4) “Não se faz um país subdesenvolvido da noite para o dia” (Darcy Ribeiro) -Alguns setores da sociedade civil brasileira pregam ideias liberais (Estado mínimo na economia, ágil e enxuto); as correntes menos ortodoxas chegam a admitir que ele também promova ações em favor dos mais vulneráveis. Tudo que essas elites econômicas e financeiras ensinam é que devemos estar longe desse Estado inchado, ineficiente, neopatrimonialista e clientelista. O discurso é coerente com uma forma liberal de pensar. O problema é que, na prática, várias elites endinheiradas não resistem ao canto da sereia e prontamente correm para as tetas (receitas orçamentárias) dos governos. Os bem posicionados dentro do Estado brasileiro(particularmente nos setores da construção, bebidas, bancário, agronegócio, minerais, alimentos etc.), por meios lícitos ou escusos, sempre construíram um emaranhado de interesses recíprocos, alguns pornograficamente criminosos, que manobra quantias incalculáveis de dinheiro público anualmente. Os escândalos da Petrobras, Metrô de São Paulo etc. Possuem esse mesmo DNA: são crimes organizados P8: Parcerias Público-Privadas entre Poderosos para a Pilhagem do Patrimônio e do Poder Públicos.
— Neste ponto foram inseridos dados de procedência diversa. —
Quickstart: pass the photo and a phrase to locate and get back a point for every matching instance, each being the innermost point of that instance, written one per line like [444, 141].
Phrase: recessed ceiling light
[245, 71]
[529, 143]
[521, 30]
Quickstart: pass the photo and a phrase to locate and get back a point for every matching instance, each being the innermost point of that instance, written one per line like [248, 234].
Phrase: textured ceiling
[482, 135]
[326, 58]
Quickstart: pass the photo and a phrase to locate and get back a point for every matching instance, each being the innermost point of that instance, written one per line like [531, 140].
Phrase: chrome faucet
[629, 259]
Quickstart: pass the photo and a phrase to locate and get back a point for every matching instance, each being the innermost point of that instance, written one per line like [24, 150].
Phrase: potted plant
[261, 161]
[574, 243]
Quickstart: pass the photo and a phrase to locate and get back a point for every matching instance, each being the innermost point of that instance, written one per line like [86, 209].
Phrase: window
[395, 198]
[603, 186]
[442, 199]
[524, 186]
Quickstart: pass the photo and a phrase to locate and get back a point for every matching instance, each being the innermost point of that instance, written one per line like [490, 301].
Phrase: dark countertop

5) Da República Velha à República Velhaca. A República Velha (1889-1930) teve catorze presidentes e uma Junta Governativa (Deodoro da Fonseca, Floriano Peixoto, Prudente de Morais, Campos Sales, Rodrigues Alves, Affonso Penna, Nilo Peçanha, Hermes Fonseca, Wenceslau Bras, Delfim Moreira, Epitácio Pessoa, Arthur Bernardes, Washington Luís, Júlio Prestes e uma Junta composta de José Linhares, Augusto Fragoso, Isaías de Noronha e Menna Barreto). Começou com um golpe militar e terminou com outro golpe de Getúlio Vargas (em 1930). Foi um desastre para o País, visto que combinou o lado extrativista e usurpador (muitas vezes abertamente criminoso) de alguns atores econômicos (supostamente liberais) com o formato do histórico Estado brasileiro que é patrimonialista, burocrático, ineficiente, inchado, autoritário, populista, clientelista etc. (S. Schwartzman). A Nova República (período de redemocratização de 1985 a 2015), com algumas peculiaridades e nuances (e empioramentos), segue a mesma matriz organizacional (e corruptiva) da República Velha. Converteu-se, assim, numa República Velhaca, regida pela desonestidade, que é “o abandono da vantagem permanente por uma vantagem temporária” (Christian Bovée, americado, escritor).
6) O cidadão tem medo do futuro; o político, do passado. Tanto a República Velha como a República Velhaca nunca compreenderam que, quando queremos a construção de uma nação próspera e sustentável, “Não vale a pena comprar aqueles que se vendem” (François Andrieux, francês, escritor). A emenda constitucional da reeleição de FHC foi “comprada”; no mensalão do PT o governo Lula “comprou” parlamentares para garantir a governabilidade. A corrupção constitui um dos eixos da Nova República. Daí a etiquetagem de República Velhaca, onde “Os cidadãos têm medo do futuro e os políticos têm medo do passado” (Chico Anísio, brasileiro, humorista). É chegado o momento de uma Terceira Via, que coloque o Estado no seu devido lugar assim como estimule a construção de uma sociedade civil que seja liberal sem ser exclusivamente privatista.